Abstract
Saurabh Dube. 2023. Disciplines of Modernity: Archives, Histories, Anthropologies. Oxon: Routledge. xiv + 136 pp. References, index. £45.99 (hardback—ISBN: 9781032389394).
Postmodern/poststructuralist critiques of modernity have taken on the role of messiness, ambivalence and uncertainty in the imagination of the modern world, otherwise depicted as a universally rational, disenchanted, ordered and controlled space. Disciplines of Modernity is an attempt to revisit these uncertainties, focusing on the co-emergence of history and anthropology as academic disciplines considered contradictory, but mutually producing domains of knowledge. The book, by travelling through the contentious and contested histories of modernity and the 20th-century critiques of those histories, emphasises the power asymmetries produced by the concepts and practices of these disciplines.
The introduction and the first chapter engage in descriptive narration with the existing perspectives on the history of the academic disciplines—in this context, history and anthropology—along with the histories of modernity. Beginning with the Enlightenment, the description moves through colonialism, nation and nationalism and the poststructuralist, feminist and subaltern critiques of modernity that emerged in the second half of the 20th century. The author claims that within this wide-ranging, contested and multi-perspective debate, there are assumptions of history and anthropology as already formed disciplines, and hence available for analysis—historical or hermeneutic. The critical question, according to the author, is ‘How are we to read and render the human sciences as disciplines of modernity ahead of always prior images of the native and already a priori imaginaries of the modern?’ (p. 41).
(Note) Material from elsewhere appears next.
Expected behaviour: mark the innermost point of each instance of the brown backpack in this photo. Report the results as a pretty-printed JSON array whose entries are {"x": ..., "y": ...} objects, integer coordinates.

The third and fourth chapters, which engage with questions of marginalisation and privilege, interrupt the previous conversations in multiple ways. In these two chapters, the highly technical language and higher degrees of abstraction and theorisation that characterise the first two chapters are substituted with empirical modality as an analytical framework. Dube brings the concept of Dalit religions in dealing with the theme of marginalisation (following the author’s earlier works). Here, the scholarly debate on theories of caste, from Louis Dumont to Nicholas Dirks, is briefly revisited. The author problematises the division between ritual power and political power that underlies this debate and argues that ‘the normative hierarchy of purity and pollution and the principles of a ritually central kingship/dominant caste should not be seen as separate and opposite principles’ (p. 51). The category of Dalit religions, Dube argues, ‘militates against singular solutions, ready resolutions, intellectual- academic aggrandizements—a priori or otherwise, theoretical or empirical, conceptual or factual’ (p. 55). The analysis of the question of privilege is mostly in autobiographical narrative and ethnographic modality. While the picture of the elite and privileged that emerges through these narratives is somewhat apparent, a reader might wonder how this chapter contributes to the arc of the arguments in the book! The author may have intended to reveal their location to the readers and engage in self-critique, but one can only speculate.
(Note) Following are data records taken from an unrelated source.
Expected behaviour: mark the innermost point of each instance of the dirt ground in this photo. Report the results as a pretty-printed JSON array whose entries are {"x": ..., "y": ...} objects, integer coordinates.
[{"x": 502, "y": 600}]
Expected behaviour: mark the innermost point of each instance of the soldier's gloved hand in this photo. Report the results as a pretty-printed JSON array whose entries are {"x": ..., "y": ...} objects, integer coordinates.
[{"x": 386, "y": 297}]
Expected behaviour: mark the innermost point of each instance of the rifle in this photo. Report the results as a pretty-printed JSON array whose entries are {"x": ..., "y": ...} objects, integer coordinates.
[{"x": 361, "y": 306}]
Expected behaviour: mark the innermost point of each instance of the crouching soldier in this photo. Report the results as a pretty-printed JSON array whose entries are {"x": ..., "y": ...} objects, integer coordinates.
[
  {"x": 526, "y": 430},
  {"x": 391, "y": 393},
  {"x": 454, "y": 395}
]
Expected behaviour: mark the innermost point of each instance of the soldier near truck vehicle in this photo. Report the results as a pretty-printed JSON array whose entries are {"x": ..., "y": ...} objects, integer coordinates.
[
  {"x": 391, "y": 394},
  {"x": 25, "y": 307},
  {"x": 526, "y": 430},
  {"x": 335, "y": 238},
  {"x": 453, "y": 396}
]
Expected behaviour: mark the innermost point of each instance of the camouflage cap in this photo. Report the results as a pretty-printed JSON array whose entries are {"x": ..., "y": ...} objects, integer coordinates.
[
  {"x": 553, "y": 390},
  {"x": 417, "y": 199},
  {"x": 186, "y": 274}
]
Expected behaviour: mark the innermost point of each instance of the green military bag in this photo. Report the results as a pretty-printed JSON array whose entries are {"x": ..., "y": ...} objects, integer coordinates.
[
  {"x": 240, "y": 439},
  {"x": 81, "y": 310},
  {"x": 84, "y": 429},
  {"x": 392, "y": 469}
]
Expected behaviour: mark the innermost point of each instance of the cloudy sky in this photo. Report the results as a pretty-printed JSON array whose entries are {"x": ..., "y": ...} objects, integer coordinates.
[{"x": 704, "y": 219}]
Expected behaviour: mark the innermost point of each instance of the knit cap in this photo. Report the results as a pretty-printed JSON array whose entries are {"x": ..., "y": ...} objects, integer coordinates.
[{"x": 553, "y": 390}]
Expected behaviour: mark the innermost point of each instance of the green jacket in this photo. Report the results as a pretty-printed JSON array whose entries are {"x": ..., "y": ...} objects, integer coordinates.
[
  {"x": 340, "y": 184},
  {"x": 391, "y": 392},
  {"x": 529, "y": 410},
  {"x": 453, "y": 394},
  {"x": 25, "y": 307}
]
The last chapter returns to the modality of abstract theoretical discussion, focusing on what the author calls modern scholasticism, which substitutes any contentious ‘is’ with their own ‘ought’ in the academic and everyday world. The author argues that the privileging of ‘ought’ is the constitutive nature of academic scholarship, including that which questions privilege. So the critical task is to ‘trace instead the pervasive subordination of the immanent, the affective, the everyday, the extra-analytical, and the mundane to the imperatives of a scholastic reason and adjudicatory rationality’ (p. 97).
In following the author’s critical approach to scholastic reasoning, one can see the limits of this ‘critique’ through how the book chapters are orchestrated and curated. When one has to engage in abstract theoretical discussion (chapters 1, 2 and 5), the reference is immediately located in Western scholarship. Immanuel Kant, Habermas, and Donna Haraway are situated in the same plane of theorisation in the book. In other words, all of them, including the author, are engaged in a similar practice: theorisation. On the other hand, the discussion of marginalisation (chapter 4) brings back the Dalit scholarship, but only to be archived and to work as an empirical source for further theorisation. Here, the Dalit scholarship serves the role of an informant. This is not the book’s or author’s limitation but the very nature of expert knowledge itself. The problem is not that in the translation of experience, or more generally of ‘doing’, into written narratives, we are losing the crux of the matter, and it is also not that the two are not located in the same domain. The more critical problem is this: Due to unequal power relations, the translation, often, instead of just being another ‘doing’, starts to replace that which is translated and becomes more authentic than the original. The book itself signals this danger when it asks: ‘What is at stake in enquiring whether the most careful, creative of “our” understandings might yet subsume and subordinate—to compelling claims that we hold—contradictory worlds and their contentions?’ (p. 100).
This book is an essential read for specialists engaging with the philosophy and politics of academic disciplines and knowledge production. While many of the book’s arguments resonate with poststructuralist and feminist scholarship, the new assembling and arrangements create new impressions with an effective force. Above all, in the current context of claims of appropriations and misreading in academics, one should appreciate the courage to expose oneself to vulnerabilities through critical self-reflection.